Indonesian sailors find £66m of cocaine floating at sea
Sailors deployed to secure travel during the Eid al-Fitr holiday have made Indonesia’s biggest cocaine seizure after finding plastic packages of the drug floating at sea, the navy said.
Indonesia is a major hub for drug trafficking in south-east Asia and has strict drug laws, with convicted smugglers sometimes executed by firing squad.
Four black packages containing 179kg (394lb) of cocaine, worth 1.2 trillion rupiah (£66 million), were found floating near Merak port on Java island on Sunday, the navy’s deputy chief of staff said at a news conference.
Smuggling drugs by throwing packages and a buoy into the sea is a common tactic, Vice Admiral Ahmadi Heri Purwono said.

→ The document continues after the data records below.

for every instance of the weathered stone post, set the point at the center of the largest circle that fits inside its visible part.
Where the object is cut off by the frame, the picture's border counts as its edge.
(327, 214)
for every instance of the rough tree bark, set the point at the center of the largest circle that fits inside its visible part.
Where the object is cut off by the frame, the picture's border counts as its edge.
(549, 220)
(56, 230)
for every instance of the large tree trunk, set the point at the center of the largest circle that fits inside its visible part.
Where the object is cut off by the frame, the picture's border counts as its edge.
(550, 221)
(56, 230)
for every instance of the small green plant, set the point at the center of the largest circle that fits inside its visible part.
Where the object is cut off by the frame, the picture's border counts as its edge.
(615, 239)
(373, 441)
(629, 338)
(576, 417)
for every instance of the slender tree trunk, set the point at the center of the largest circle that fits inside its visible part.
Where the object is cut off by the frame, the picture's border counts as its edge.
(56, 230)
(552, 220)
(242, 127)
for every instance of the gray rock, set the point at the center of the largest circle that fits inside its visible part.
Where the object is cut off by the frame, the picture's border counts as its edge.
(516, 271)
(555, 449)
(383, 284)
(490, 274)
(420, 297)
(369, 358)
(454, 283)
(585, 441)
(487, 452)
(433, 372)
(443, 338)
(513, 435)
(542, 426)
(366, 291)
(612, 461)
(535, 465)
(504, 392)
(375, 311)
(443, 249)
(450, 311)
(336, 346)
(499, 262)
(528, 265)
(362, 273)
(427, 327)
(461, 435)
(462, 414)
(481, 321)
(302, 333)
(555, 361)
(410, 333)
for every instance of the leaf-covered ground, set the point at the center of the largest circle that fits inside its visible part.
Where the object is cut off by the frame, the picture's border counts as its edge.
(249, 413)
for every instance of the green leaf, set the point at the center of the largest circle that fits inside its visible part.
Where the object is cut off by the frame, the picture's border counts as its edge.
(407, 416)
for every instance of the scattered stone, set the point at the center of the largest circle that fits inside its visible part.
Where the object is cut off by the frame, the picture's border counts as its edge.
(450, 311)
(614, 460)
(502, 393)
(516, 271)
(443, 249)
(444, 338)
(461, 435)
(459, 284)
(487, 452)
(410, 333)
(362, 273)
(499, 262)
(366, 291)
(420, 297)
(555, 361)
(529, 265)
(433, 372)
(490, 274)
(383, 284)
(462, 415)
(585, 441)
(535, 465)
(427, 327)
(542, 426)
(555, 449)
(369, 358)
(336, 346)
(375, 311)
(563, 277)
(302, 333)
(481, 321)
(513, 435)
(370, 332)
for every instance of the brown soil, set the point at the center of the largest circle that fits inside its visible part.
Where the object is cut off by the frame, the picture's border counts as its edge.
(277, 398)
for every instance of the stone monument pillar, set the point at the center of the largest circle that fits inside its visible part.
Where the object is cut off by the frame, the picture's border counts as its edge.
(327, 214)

Smugglers are likely to have put the drugs in the water near a port for them to be moved by speedboat and were monitoring the packages when they were seized by the navy, he added.
“This is a spectacular seizure of cocaine, considering its huge value and the impact on the people as a result of the illicit drugs,” Adm Purwono said.
No one has been arrested, and authorities are still investigating.
The officers who spotted the package were among 5,000 navy personnel deployed to secure Eid al-Fitr homecomings.
Millions of Indonesians celebrate the holiday at the end of the Muslim holy month of Ramadan by traveling to see their families across the vast archipelago.
The UN drug office says Indonesia is a major smuggling hub in part because international drug syndicates target its young population.
Indonesia’s National Narcotics Agency estimates there are 5.6 million drug users in the country of 270 million people.
Most of the more than 150 people on Indonesia’s death row were convicted of drug crimes. About a third are foreigners.
Its last executions were in 2016, when an Indonesian and three foreigners were shot by a firing squad.